While several of us were in the break room, a young colleague named Will told a hilarious story about going with three friends to the Goodwill store in Hyannis last evening to buy costuming. They took forever picking through things, and it was nearing time for the joint to close, and so they felt rushed, but each finally found something. As they were heading toward the counter to pay, one of them noticed about ten brand-new identical dresses, all the same style, all hideous, all the same large size. “They looked like something Raggedy Ann would wear,” Will said. The four of them abruptly decided that instead of what they’d already chosen, it’d be cool if they all dressed alike in these atrocious dresses. A sign above the rack said $8.00. They put back the their earlier selections, each grabbed one of the dresses from the rack, and they proceeded again for the check-out.

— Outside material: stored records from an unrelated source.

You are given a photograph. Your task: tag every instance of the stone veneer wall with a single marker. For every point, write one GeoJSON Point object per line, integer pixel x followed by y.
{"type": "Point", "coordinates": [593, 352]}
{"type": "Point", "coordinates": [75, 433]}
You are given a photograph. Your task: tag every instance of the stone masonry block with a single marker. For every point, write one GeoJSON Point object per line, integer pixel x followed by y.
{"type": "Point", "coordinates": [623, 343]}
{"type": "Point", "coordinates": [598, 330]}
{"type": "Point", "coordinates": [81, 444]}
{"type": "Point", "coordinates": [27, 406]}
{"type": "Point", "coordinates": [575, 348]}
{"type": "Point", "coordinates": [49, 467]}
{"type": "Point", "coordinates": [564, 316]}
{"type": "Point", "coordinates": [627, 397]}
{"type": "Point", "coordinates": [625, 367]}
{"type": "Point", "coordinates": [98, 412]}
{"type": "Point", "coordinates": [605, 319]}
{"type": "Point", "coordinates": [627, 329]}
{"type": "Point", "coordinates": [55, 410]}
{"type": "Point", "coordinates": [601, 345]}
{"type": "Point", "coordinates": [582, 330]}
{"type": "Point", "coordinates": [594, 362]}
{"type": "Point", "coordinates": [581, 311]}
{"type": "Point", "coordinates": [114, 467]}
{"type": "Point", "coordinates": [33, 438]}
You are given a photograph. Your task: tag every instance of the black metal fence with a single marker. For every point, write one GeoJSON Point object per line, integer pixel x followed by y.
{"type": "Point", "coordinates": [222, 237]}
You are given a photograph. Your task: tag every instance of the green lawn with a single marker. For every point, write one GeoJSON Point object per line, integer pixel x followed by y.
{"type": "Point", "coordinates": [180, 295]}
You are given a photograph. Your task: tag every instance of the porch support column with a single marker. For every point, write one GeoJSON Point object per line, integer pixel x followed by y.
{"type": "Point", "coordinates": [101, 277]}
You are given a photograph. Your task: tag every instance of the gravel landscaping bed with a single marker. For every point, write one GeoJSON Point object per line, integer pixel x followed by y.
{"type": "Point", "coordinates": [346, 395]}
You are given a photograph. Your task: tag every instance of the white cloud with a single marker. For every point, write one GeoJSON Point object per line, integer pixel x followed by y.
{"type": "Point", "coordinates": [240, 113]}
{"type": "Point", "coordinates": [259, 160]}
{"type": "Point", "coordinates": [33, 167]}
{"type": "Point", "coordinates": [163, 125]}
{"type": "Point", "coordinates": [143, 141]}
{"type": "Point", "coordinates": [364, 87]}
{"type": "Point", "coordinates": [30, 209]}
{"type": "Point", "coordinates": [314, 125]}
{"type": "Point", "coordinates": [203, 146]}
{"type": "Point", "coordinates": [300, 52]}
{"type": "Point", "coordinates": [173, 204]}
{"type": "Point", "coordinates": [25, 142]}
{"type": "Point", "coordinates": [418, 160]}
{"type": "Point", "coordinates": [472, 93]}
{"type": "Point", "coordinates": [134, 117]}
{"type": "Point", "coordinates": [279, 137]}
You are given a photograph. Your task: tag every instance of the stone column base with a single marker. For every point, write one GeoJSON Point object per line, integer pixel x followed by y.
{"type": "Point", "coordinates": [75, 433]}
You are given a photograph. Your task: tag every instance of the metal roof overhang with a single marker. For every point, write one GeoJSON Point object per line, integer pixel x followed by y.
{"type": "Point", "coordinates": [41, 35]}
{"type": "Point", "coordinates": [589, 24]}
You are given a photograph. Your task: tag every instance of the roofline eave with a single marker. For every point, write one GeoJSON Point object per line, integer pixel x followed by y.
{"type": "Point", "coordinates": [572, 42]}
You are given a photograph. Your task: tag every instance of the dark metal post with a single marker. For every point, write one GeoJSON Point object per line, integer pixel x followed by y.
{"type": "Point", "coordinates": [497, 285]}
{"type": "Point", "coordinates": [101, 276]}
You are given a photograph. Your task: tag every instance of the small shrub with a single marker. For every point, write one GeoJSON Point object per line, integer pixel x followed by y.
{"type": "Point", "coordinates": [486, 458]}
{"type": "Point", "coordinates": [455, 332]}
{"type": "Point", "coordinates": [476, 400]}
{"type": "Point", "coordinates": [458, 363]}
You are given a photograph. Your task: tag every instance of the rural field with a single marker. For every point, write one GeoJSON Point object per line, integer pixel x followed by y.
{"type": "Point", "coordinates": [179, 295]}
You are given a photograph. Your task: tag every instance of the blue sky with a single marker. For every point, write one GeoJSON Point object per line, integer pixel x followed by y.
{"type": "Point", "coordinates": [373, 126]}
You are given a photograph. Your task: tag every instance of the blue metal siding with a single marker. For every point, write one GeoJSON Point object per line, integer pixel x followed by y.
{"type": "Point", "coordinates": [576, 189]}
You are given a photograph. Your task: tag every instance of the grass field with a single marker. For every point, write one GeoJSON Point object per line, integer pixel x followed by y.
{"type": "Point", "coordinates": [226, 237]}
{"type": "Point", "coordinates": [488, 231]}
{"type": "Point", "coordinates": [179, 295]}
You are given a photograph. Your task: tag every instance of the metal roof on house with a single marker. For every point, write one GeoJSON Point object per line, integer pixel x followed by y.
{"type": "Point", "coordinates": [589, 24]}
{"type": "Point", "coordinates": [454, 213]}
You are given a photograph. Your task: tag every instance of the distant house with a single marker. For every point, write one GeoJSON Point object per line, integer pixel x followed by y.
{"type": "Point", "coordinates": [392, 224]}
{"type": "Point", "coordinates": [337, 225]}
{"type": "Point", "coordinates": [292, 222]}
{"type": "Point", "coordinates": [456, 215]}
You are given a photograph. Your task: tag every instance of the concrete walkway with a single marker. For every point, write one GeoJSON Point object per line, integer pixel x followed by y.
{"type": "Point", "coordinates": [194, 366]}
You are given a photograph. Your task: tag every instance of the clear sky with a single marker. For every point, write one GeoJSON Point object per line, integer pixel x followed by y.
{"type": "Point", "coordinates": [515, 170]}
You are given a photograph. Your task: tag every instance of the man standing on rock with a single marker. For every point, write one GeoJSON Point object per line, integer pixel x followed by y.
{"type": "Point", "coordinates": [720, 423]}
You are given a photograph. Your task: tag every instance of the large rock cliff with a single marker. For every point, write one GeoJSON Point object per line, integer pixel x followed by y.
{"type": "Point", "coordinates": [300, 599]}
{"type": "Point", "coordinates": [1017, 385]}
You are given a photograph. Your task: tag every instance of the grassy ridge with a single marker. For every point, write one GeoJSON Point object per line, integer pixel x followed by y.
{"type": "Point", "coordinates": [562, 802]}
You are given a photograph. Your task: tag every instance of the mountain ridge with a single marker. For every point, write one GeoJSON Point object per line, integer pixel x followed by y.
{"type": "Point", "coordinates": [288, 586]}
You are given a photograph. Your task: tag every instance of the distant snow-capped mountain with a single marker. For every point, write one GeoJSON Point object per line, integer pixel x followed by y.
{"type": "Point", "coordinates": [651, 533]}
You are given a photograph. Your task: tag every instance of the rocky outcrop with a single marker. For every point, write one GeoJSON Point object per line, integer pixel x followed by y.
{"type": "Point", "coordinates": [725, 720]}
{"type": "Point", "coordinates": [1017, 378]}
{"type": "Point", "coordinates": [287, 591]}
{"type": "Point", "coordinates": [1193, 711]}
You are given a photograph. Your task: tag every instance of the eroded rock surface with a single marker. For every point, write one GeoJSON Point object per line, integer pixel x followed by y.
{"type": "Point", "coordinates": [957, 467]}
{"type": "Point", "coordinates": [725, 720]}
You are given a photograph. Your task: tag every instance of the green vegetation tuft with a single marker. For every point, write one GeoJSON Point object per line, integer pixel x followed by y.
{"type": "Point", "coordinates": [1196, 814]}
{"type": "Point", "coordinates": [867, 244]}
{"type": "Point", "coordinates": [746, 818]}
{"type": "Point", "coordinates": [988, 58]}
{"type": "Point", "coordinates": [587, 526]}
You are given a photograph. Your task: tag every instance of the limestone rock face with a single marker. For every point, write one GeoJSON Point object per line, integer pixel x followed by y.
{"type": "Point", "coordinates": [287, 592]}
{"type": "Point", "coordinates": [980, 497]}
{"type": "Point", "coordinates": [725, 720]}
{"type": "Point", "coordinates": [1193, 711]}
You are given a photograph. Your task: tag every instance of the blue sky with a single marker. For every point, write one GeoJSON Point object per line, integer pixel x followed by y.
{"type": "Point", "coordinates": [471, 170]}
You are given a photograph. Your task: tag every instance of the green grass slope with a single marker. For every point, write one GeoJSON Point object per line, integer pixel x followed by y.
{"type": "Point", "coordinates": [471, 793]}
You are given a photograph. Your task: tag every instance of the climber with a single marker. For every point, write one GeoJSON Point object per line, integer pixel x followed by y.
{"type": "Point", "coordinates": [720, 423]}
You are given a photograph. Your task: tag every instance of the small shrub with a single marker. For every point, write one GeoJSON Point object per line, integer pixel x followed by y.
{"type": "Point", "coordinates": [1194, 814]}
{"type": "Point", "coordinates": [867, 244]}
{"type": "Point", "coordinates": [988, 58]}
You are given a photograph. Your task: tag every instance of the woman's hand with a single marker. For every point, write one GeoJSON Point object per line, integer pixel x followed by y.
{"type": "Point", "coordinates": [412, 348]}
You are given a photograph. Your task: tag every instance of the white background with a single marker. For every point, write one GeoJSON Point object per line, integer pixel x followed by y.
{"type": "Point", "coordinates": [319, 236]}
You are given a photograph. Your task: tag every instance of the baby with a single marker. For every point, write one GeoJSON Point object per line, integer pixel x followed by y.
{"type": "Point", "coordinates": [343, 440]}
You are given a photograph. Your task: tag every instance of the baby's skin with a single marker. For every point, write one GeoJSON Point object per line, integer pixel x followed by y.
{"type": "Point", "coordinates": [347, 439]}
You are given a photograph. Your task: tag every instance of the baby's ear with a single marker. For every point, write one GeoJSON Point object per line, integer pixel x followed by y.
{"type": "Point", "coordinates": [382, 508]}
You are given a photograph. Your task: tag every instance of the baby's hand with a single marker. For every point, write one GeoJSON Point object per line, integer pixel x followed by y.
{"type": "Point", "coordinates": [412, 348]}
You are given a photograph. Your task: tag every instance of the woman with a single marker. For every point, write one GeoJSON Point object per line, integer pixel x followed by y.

The line in front of them was long, and meanwhile the line behind them grew long. When at last the first of Will’s coterie was being rung up it was noticed that the cashier rang up $14.99 for the dress. Will’s friend said, “Isn’t that supposed to be $8.00?”

The clerk – a harried-looking woman in her fifties -- had had a long day, apparently, and she had had enough. At this questioning of a price she went ballistic. “Look!” she yelled, loud enough that everyone in the store could hear, “I’m the one who makes the signs around here and I don’t need anyone coming up here and telling me what the signs say! If you’da looked careful you’da seen that below the $8.00 it says “Unless Marked Otherwise” -- but, no, you read only what you want to read! And believe me, I don’t care whether you but this or not – I don’t care if you buy anything or not -- but you’re not getting this for eight bucks! Take it or leave it! Either way I’m sick of your type coming in here once a year and thinking you can prance out of here without spendin’ nothin’ but a few pennies!”

Will’s friend was practically speechless but gathered himself to say, “I’m sorry … I’ll take it anyhow.”

Will was red-face humiliated! He’s sort of self-effacing, sweet, politically good, always kind, and possesses an admirable social conscience; what most humiliated him was having this sort of attention drawn to himself and his friends, fearing that others in line would think they were cheapskates even in a place known for bargain prices. “And to think,” he said he thought to himself, “that this is a charitable organization and the last thing I would want anyone to think is that we would quibble about the cost of anything in such a place!”

To say nothing of the your kind slur!